Here’s what I have come up with, for personal reference.
Magpie RSS seems to be the default tool used for any and all server-side RSS post processing activities.
Lilina is a server-side news aggregator. It’s pretty configurable but relies on an aging-out scheme to dispose of older news items. I haven’t found a way to actually write out persistent archives, but the default collection and presentation is based on time, so this might work.
SimplePie, like MagpieRSS, seems to be a popular RSS munger. However, there is a dearth of projects leveraging it. There is a comprehensive how-to in the now-closed support forum on snipping off a cold HTML archive.
The very closest I have gotten, however, is the maybe-too-simple RSSMinisite, which does exactly what I want, but which has some design flaws.

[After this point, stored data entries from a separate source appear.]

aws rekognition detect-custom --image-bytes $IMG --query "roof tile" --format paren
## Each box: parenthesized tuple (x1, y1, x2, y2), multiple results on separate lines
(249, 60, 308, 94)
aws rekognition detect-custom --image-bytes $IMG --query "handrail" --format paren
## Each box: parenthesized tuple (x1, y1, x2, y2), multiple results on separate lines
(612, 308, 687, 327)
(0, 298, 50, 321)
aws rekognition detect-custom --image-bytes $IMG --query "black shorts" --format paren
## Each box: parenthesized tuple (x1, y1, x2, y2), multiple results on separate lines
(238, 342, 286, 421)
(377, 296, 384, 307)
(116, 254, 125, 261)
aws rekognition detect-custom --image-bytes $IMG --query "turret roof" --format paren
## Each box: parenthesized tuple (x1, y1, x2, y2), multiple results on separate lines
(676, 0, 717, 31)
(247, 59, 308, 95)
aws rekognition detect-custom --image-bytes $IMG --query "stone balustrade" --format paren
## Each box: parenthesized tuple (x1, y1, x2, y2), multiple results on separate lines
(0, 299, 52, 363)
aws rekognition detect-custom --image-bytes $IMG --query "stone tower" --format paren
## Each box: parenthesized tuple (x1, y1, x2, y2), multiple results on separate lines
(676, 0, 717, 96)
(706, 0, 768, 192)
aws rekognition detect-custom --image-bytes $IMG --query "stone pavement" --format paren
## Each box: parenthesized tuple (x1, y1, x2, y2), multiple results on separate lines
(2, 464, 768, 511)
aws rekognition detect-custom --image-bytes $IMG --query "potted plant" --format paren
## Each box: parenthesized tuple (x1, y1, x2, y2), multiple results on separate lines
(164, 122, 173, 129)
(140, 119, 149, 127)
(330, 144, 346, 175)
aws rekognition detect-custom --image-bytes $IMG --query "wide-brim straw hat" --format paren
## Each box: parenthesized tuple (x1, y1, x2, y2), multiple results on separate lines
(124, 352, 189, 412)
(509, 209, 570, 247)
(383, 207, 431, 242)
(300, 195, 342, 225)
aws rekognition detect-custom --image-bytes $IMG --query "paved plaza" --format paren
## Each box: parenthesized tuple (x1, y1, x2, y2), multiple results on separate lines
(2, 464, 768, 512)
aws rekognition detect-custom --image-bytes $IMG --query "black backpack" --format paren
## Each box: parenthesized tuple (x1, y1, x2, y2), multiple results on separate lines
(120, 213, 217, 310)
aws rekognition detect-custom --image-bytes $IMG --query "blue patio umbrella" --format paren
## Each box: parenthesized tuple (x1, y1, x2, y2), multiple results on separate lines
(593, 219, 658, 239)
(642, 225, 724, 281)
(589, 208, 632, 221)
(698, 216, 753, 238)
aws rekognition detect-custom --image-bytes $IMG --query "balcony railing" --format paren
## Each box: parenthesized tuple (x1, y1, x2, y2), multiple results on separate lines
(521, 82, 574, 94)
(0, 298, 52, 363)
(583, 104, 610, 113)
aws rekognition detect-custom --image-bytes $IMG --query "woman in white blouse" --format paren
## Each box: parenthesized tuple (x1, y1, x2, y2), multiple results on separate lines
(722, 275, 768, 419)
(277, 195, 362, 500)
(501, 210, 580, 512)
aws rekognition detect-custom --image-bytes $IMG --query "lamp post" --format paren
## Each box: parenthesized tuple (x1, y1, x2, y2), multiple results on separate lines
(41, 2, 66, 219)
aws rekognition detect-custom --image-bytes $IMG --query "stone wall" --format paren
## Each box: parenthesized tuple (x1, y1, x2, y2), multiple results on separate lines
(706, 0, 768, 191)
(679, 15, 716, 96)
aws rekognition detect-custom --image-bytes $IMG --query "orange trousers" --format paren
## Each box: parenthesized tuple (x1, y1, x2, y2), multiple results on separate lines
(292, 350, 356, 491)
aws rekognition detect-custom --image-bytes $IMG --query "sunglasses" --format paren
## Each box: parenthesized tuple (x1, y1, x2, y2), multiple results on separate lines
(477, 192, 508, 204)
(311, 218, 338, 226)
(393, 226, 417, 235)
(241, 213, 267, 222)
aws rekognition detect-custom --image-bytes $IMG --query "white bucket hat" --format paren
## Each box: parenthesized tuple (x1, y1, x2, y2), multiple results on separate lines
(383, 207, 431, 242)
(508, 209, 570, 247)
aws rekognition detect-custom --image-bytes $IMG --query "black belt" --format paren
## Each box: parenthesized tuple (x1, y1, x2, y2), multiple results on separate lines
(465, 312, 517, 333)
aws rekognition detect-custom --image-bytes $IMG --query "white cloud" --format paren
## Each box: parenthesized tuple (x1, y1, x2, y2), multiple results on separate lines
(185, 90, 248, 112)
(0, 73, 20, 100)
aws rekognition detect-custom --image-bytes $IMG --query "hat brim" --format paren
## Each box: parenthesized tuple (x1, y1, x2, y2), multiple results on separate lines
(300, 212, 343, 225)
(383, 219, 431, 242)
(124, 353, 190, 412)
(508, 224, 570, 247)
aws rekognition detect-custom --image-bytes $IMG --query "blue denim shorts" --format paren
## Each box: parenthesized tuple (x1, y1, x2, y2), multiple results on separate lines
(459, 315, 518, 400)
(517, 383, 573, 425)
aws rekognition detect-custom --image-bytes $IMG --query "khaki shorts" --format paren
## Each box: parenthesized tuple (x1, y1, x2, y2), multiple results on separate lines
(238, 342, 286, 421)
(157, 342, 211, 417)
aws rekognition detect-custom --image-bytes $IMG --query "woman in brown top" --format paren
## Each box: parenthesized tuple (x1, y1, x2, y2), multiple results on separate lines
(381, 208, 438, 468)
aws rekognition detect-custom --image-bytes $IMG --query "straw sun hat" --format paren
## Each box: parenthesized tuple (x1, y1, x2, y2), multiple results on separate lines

It outputs each RSS item to a flat text file in a data archive, which is great, but the filenames are drawn from the ‘title’ element of the item directly, with no error checking. This leads to file overwrites. Restructuring the file-write to incorporate date-time stamps plus a partial title element would solve that problem, and adding a date-based subdirectory creation routine would solve any concerns about overpopulated directories, at least in the short term.
The true short term goal I’m after, though, is just a non-item-count limited RSS update list. For that, I think Lilina meets my needs sufficiently.
(UPDATE: Fixed Lilina link.)